13 May 2017

The halting problem; Promises don’t make it easy.

If you like the idea of async/await, then you have to be all in on Promises. Lots of frameworks embrace the new paradigm and it’s truly a delight to program in–most of the time.

You can’t cancel a Promise. That’s the hardest thing to deal with if you create a procedure with a Promise that will never resolve or if you want to stop a long-running process inside that procedure.

Luckily, the garbage collection seems to take care of the objects and listeners created. So, we only need to concern ourselves with how to cancel the rogue Promise’s process. Consider the following example:

Promise.race([process1(), process2()])
  .then((result) => /* do something */)
  .catch(/* handle errors */)

If the Promise returned by process1 resolves and we want to cancel the Promise returned by process2 we’re out of luck. We don’t even get a reference to the Promise process2 creates, we only get the result of process1’s resolve.

We need an abstraction. This idea is borrowed from pump while dealing with a similar issue in streams. When one stream closes, you want to close all of them and pipe() doesn’t do that for you.

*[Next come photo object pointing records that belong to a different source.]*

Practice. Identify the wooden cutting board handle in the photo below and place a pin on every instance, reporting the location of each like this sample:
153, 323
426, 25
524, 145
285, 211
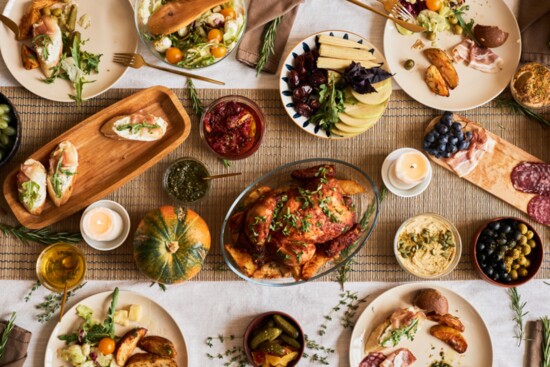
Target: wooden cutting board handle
175, 15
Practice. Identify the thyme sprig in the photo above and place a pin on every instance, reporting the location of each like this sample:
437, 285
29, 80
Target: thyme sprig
268, 43
233, 356
517, 306
518, 109
52, 303
44, 236
196, 102
6, 334
545, 341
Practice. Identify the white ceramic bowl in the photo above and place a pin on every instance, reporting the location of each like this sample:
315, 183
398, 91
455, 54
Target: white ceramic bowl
117, 242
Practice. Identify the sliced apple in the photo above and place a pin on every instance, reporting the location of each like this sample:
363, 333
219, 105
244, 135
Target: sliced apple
383, 92
365, 111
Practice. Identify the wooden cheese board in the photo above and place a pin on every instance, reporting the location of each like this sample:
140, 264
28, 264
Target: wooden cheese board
493, 171
106, 164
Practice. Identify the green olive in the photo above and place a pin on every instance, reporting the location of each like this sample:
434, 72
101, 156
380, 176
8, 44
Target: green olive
452, 19
457, 29
409, 64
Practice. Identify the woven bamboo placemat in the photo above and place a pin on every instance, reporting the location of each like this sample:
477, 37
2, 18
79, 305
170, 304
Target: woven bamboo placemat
402, 125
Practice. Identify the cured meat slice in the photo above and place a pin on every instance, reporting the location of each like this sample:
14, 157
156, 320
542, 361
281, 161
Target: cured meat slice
373, 360
532, 178
539, 209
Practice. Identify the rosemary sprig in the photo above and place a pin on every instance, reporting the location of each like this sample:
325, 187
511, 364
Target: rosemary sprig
520, 110
545, 341
268, 44
44, 236
52, 303
196, 102
6, 334
517, 306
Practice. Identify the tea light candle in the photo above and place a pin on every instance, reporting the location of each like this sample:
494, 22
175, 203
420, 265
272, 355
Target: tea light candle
409, 170
102, 224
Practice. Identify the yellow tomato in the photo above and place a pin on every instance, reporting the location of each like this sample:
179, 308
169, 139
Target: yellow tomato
106, 346
215, 35
173, 55
219, 51
228, 12
434, 5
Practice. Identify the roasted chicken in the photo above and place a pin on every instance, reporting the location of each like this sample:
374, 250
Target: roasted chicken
295, 229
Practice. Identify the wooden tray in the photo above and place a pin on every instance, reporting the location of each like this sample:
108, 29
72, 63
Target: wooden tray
106, 164
493, 172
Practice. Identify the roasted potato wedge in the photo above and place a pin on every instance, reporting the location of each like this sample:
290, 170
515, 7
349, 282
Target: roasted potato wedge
444, 64
242, 258
312, 266
435, 81
158, 345
447, 320
450, 336
350, 187
126, 345
149, 360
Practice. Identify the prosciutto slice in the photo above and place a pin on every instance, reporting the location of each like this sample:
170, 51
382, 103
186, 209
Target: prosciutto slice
476, 57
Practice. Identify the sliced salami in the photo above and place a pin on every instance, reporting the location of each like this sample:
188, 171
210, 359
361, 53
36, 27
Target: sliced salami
374, 359
532, 178
539, 209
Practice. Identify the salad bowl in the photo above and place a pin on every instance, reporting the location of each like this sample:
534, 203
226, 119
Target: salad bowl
365, 206
208, 40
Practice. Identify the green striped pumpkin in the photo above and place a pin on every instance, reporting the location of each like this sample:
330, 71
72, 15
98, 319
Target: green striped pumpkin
170, 244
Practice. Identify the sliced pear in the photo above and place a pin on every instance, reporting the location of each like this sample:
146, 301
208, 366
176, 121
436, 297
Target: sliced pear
383, 92
365, 111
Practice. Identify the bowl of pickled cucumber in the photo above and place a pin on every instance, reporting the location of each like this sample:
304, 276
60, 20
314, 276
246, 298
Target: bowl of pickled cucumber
10, 130
507, 251
274, 339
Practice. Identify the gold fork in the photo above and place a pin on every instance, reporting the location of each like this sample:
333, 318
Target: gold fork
11, 25
136, 61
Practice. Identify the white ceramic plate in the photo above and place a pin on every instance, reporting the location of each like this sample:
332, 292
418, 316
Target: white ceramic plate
112, 30
475, 87
155, 319
425, 347
286, 94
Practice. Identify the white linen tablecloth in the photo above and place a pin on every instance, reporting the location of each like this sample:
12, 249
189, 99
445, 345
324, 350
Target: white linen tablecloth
204, 309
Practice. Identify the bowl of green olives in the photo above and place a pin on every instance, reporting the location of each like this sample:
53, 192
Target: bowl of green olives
274, 339
507, 252
10, 130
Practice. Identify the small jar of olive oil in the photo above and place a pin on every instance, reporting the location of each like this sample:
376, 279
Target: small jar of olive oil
60, 264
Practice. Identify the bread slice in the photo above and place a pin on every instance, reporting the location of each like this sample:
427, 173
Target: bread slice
31, 185
62, 172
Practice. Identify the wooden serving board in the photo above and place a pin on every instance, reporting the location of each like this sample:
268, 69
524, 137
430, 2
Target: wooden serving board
106, 164
493, 172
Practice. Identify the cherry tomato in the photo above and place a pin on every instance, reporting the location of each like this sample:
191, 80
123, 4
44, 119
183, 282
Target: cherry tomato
215, 34
228, 12
434, 5
219, 51
173, 55
106, 346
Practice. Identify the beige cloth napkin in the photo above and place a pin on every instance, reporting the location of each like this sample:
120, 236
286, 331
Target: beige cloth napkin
534, 23
15, 352
260, 13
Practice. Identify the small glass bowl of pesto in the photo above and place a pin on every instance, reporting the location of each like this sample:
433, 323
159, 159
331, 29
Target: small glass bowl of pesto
184, 181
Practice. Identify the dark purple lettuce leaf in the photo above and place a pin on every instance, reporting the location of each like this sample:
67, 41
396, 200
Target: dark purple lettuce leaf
360, 79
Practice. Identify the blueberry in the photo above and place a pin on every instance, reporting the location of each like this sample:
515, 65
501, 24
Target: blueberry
463, 145
442, 129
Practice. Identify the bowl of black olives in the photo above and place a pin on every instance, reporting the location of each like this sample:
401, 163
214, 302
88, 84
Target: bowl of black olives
507, 252
10, 130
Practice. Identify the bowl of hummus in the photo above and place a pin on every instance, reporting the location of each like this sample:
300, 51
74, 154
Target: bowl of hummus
427, 246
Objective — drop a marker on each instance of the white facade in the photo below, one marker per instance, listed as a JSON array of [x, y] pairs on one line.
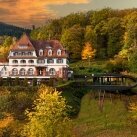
[[33, 63]]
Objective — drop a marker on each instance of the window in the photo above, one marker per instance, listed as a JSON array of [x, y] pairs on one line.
[[14, 72], [15, 53], [22, 46], [59, 52], [23, 53], [29, 53], [52, 71], [15, 61], [31, 61], [50, 52], [59, 61], [22, 72], [41, 61], [50, 61], [4, 71], [23, 61], [40, 52], [30, 71]]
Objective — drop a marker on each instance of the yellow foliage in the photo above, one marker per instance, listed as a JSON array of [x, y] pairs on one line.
[[6, 121], [88, 51], [133, 110], [49, 115]]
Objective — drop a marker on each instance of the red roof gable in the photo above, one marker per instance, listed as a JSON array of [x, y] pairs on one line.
[[24, 43]]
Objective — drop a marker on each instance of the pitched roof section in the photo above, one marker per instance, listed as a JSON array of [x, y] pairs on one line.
[[24, 43]]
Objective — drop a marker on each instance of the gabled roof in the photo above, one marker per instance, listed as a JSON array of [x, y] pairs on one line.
[[36, 45], [23, 41]]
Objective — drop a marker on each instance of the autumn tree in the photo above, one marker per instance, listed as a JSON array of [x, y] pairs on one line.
[[133, 111], [49, 116], [72, 39], [88, 51]]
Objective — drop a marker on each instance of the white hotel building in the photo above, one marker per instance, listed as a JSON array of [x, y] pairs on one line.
[[35, 59]]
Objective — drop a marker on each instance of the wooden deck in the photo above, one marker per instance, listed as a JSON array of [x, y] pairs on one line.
[[108, 82]]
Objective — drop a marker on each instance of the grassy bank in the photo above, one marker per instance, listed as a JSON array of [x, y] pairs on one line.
[[113, 121]]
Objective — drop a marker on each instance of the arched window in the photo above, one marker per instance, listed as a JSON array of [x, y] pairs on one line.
[[40, 52], [23, 61], [50, 52], [22, 72], [4, 71], [59, 61], [14, 72], [50, 61], [59, 52], [15, 61], [52, 71], [31, 61], [30, 71]]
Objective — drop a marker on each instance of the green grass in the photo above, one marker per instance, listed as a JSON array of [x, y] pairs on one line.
[[113, 121], [84, 67]]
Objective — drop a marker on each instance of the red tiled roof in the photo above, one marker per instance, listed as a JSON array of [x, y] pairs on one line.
[[3, 60], [54, 45], [24, 40]]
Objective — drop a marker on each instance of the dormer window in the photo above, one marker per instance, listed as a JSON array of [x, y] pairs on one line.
[[22, 46], [40, 52], [59, 52], [50, 52]]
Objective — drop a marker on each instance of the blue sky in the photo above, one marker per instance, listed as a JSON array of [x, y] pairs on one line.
[[28, 12]]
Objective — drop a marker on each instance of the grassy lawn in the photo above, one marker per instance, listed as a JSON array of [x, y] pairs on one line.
[[112, 122], [86, 67]]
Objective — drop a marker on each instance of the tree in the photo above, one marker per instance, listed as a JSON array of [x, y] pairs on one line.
[[88, 51], [115, 34], [72, 39], [133, 111], [49, 115]]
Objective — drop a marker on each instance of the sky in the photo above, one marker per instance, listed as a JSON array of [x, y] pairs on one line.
[[35, 12]]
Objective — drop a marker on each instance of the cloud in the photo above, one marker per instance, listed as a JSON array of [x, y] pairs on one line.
[[27, 12]]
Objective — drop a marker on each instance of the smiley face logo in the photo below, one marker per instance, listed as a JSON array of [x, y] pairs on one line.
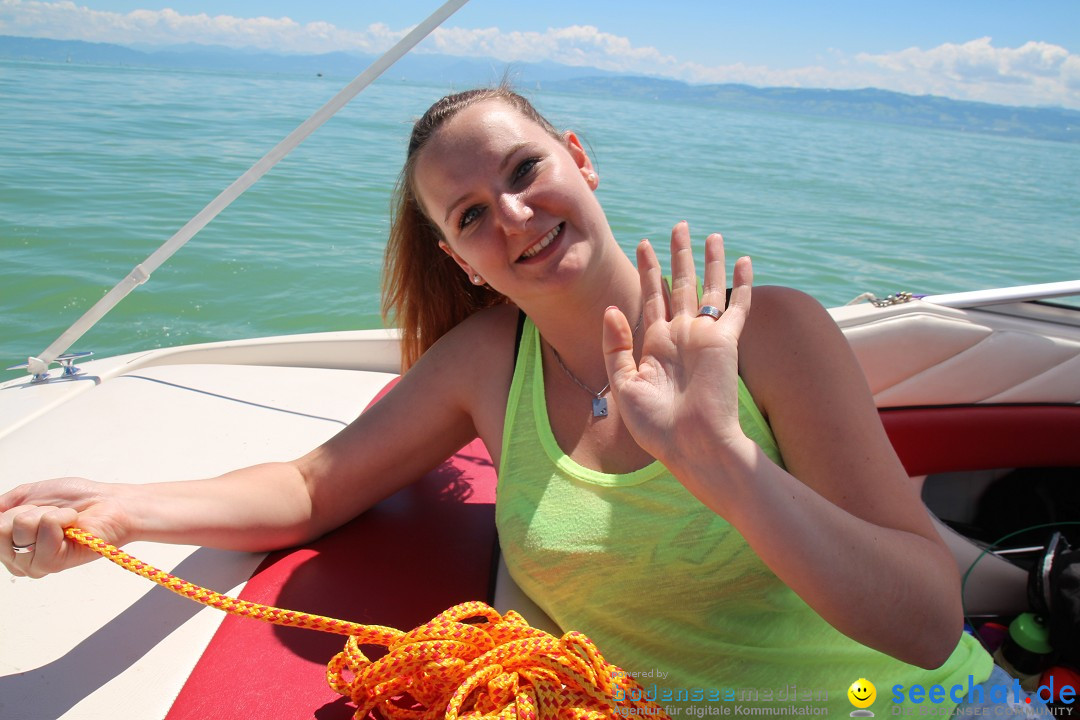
[[862, 693]]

Instead of calling Promise.race() we need to create our own race() function so we can abort() any cancelable Promises in the then() handler. It should look like this:

race(cancelablePromise(), regularPromise(), cancelablePromise())
      .then((resolvedValue) => handleResolvedValue)
      .catch((rejectOrError) => handleRejectOrError)

Here’s my implementation:

const send = name => obj => {
  if (typeof obj === 'object' && typeof obj[name] === 'function') {
    obj[name]()
  }
}
const race = (...promises) => {
  return Promise.race(promises)
    .then((result) => {
      promises.forEach(send('abort'))
      // make sure we forward the resolve value
      return result
    })
    .catch((err) => {
      promises.forEach(send('abort'))
      // make sure we throw again
      throw err
    })
}

Now we need a Promise we can actually cancel by calling abort but keep all the semantics of native Promises.

const cancelablePromise = () => {
  let abort
  const internal = new Promise((resolve, reject) => {
    /* some internals */
    abort = () => reject()
  })
  // as an expando property
  internal.abort = abort
  return internal
}

Ideally, we wouldn’t call abort() until a parallel process finishes. At that time, the value of our cancelablePromise doesn’t matter. But, just in case, we don’t want to use resolve. If we’re worried about tampering, we could also use Object.defineProperty().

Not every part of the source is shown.